La question à laquelle je suis censé répondre suppose que la solution à toutes les crises serait simplement de mettre en évidence certaines nouvelles sociétés utopiques, en combinant espace physique et espace virtuel comme une sorte de jeu intellectuel.

En fait, lesdites crises ne sont en réalité que les symptômes profonds d’une crise de la race humaine dans sa globalité, sérieusement menacée, pour la première fois, d’auto-extinction. Cette  crise, et bien d’autres encore, sont nées de la main de l’homme. Elles sont la conséquence du développement de la civilisation, plus particulièrement depuis l’industrialisation, qui peut se définir comme « évolutionniste » tout autant que « sans issue », dans la mesure où elle exclut toute stratégie de survie. Tout rappelle les civilisations anciennes qui disparaissaient soudainement du globe sans laisser de trace. Le technologiquement possible, la « scientifisation » et l’intellectualisation figurent comme des objectifs en eux-mêmes, et l’on considère moins la manière dont de nouvelles perceptions ou le progrès technologique peuvent être utilisés comme outils afin d’élaborer des stratégies de survie et influencer les processus liés aux changements spectaculaires de conditions de vie sur Terre. La survie en tant que motivation essentielle pour l’évolution est neutralisée.

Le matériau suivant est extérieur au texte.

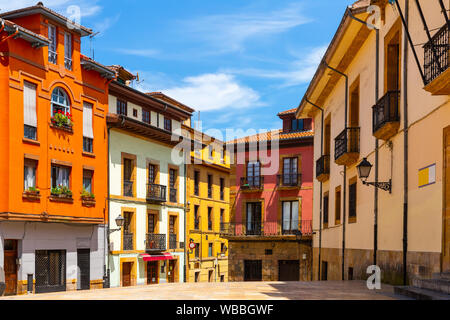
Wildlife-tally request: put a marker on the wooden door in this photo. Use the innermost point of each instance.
(152, 272)
(446, 211)
(126, 274)
(10, 267)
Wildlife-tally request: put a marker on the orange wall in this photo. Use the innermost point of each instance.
(20, 62)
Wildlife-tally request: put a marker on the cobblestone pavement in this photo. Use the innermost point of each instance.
(326, 290)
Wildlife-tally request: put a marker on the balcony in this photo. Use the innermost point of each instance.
(128, 242)
(173, 241)
(279, 228)
(156, 242)
(437, 73)
(156, 193)
(386, 119)
(252, 183)
(323, 168)
(347, 147)
(293, 180)
(128, 188)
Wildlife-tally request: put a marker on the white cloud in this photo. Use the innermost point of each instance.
(229, 32)
(214, 91)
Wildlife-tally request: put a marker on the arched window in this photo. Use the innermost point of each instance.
(60, 101)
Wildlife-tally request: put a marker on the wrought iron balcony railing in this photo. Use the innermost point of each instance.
(252, 183)
(289, 180)
(436, 54)
(386, 110)
(267, 228)
(156, 242)
(128, 241)
(156, 193)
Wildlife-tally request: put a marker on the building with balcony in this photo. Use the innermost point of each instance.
(146, 185)
(398, 118)
(270, 230)
(52, 193)
(208, 196)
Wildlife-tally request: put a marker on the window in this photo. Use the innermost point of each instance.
(60, 176)
(222, 189)
(68, 51)
(209, 186)
(253, 174)
(290, 216)
(196, 183)
(88, 131)
(290, 171)
(298, 125)
(60, 102)
(167, 124)
(29, 176)
(52, 55)
(352, 201)
(29, 111)
(326, 205)
(146, 116)
(210, 222)
(121, 107)
(196, 218)
(87, 180)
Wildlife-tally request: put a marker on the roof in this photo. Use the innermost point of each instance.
(273, 135)
(40, 9)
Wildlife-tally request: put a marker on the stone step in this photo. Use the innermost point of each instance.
(420, 294)
(441, 285)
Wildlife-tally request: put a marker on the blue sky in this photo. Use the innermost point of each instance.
(238, 62)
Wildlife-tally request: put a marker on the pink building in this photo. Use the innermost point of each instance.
(271, 228)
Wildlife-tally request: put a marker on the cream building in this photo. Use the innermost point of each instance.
(405, 231)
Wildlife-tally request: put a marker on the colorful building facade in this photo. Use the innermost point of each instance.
(53, 141)
(270, 231)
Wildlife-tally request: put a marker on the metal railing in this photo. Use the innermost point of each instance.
(127, 241)
(267, 228)
(256, 183)
(156, 192)
(173, 244)
(156, 242)
(386, 110)
(128, 188)
(289, 180)
(435, 63)
(347, 142)
(323, 165)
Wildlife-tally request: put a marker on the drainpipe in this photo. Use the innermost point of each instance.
(345, 171)
(377, 78)
(321, 190)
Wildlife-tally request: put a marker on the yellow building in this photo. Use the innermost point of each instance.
(397, 117)
(208, 199)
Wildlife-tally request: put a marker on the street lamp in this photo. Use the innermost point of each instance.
(364, 168)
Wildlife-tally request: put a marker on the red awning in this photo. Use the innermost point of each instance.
(150, 257)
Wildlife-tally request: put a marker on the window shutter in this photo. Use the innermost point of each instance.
(29, 105)
(88, 131)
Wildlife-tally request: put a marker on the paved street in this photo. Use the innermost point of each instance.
(331, 290)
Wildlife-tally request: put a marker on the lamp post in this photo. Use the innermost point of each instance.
(364, 168)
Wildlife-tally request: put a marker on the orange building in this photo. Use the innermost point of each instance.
(53, 142)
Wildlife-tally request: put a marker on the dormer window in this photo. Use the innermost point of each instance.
(52, 55)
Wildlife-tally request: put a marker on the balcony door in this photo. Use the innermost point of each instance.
(253, 218)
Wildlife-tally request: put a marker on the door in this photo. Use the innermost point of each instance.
(84, 269)
(10, 267)
(446, 213)
(288, 270)
(171, 271)
(252, 270)
(152, 272)
(126, 274)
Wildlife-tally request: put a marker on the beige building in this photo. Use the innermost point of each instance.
(400, 121)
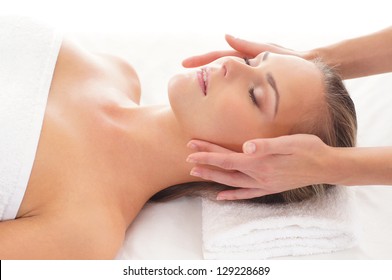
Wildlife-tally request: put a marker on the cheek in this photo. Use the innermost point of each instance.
(231, 123)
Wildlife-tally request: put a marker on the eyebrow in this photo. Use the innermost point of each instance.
(272, 83)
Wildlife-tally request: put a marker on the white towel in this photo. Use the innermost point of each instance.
(243, 230)
(28, 55)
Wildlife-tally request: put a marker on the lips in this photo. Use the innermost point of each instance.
(202, 77)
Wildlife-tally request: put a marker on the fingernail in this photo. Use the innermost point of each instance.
(249, 148)
(195, 173)
(192, 146)
(190, 159)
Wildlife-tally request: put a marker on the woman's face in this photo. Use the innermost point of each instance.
(233, 100)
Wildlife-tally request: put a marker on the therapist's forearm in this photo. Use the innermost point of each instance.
(361, 56)
(363, 166)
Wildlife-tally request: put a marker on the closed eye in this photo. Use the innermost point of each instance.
(251, 90)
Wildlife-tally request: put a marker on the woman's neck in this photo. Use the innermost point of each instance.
(157, 154)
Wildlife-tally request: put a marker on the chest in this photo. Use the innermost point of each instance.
(80, 141)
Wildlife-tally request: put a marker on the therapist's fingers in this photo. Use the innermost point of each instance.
(204, 146)
(230, 178)
(199, 60)
(228, 161)
(242, 193)
(282, 145)
(250, 48)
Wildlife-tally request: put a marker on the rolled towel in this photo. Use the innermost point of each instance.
(245, 230)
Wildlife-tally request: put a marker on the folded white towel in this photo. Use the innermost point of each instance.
(243, 230)
(28, 55)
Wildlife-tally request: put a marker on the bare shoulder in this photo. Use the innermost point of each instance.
(59, 237)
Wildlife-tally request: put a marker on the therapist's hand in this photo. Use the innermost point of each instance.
(266, 166)
(241, 48)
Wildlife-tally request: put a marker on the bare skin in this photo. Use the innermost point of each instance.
(101, 156)
(79, 201)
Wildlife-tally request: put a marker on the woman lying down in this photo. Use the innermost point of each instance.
(101, 156)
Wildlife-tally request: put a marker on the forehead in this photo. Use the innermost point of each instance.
(300, 84)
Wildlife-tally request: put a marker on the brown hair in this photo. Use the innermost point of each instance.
(335, 123)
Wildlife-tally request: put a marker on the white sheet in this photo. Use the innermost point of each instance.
(173, 230)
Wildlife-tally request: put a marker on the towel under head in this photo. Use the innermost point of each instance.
(243, 230)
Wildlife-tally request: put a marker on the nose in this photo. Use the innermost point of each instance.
(233, 67)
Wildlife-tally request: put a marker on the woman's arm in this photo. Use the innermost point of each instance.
(361, 56)
(55, 238)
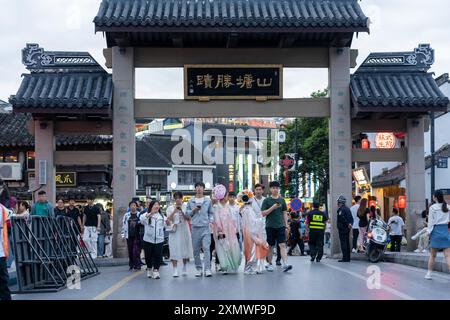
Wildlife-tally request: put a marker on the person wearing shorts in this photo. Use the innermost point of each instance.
(275, 210)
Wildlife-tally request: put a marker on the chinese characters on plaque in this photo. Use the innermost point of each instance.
(233, 82)
(66, 179)
(385, 140)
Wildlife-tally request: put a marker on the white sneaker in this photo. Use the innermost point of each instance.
(198, 273)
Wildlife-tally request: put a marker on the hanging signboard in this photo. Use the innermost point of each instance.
(385, 140)
(361, 177)
(66, 179)
(207, 82)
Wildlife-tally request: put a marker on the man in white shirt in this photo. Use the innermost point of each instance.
(235, 211)
(258, 199)
(354, 210)
(396, 224)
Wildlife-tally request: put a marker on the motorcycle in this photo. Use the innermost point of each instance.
(377, 240)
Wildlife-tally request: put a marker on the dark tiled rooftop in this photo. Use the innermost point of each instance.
(308, 14)
(14, 133)
(59, 90)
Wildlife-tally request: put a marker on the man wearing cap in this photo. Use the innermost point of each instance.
(316, 221)
(344, 225)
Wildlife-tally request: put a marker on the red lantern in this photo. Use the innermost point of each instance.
(402, 202)
(365, 143)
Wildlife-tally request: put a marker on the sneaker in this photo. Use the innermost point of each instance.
(286, 268)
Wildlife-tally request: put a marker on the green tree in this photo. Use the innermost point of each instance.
(309, 138)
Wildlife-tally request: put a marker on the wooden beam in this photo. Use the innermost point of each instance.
(178, 57)
(157, 108)
(384, 125)
(379, 155)
(70, 158)
(83, 127)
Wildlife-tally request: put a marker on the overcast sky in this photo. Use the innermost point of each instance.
(62, 25)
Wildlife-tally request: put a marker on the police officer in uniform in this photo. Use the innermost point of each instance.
(316, 221)
(344, 225)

Une clé essentielle est la destruction des structures sociales traditionnelles provoquée par le développement technologique et civilisateur, l’individualisation et l’indépendance économique de l’individu, qui semblent rendre les structures sociales de toute communauté superflues et obsolètes. D’autre part, il semble qu’il y ait un besoin humain d’un autre type de communauté maîtrisable, tel un bouton à éteindre en cas de besoin, n’exigeant aucune responsabilité personnelle – les exemples virtuels, immatériels et non-physiques, comme les réseaux sociaux en ligne, remplacent la communauté en tant qu’instrument de survie avec cependant pour conséquence de simples illusions monodimensionnelles, des substituts vides, tels des drogues, rendant les gens facilement manipulables.

La virtualité est perçue en tant que valeur pour elle-même, mais pas pour ce qu’elle est vraiment – juste un outil monodimensionnel technique, ce qui ne lui donne de sens véritable que lorsqu’elle est reconnue comme telle et juxtaposée au physique. Ainsi, la combinaison des deux n’est pas du tout une option, mais une absolue nécessité.

Les sciences utilisent avec succès la simulation à travers la réalité virtuelle afin d’augmenter la vitesse de la recherche, de l’investigation et de la production et améliorer les résultats. Cependant, de mon point de vue, aucune des idées des sociétés utopiques nouvelles ne sont nécessaires ; c’est en réalité plutôt l’inverse. Revenir aux valeurs des utopies anciennes, qui ne sont en fait pas irréalisables et, par là même, pas vraiment utopiques. Autrement dit, revoir les valeurs humaines, selon lesquelles l’aspect de la solidarité de l’individu envers la communauté caractérisait les types anciens de société, n’est pas du tout dépassé, ou obsolète, mais doit se voir donner un nouveau sens et une nouvelle orientation.  nous sommes un monde, nous sommes un peuple et nous sommes tous dans le même bateau – la nouvelle stratégie de solidarité est dirigée d’une communauté plus petite, mais détruite et non-existante vers toute la race humaine en tant que société globale sans limite ni frontière nationale, et en ce sens, une responsabilité pour le tout plutôt que pour le petit cercle de vie des temps anciens.

Ni cette idée, ni ses dimensions ne sont nouvelles ; cependant, pour un individu, cela semble être encore utopique et un défi à peine envisageable dans le monde globalisé. Une simulation peut s’avérer utile afin de reconnaître la responsabilité de chacun dans la nouvelle/ancienne société globale.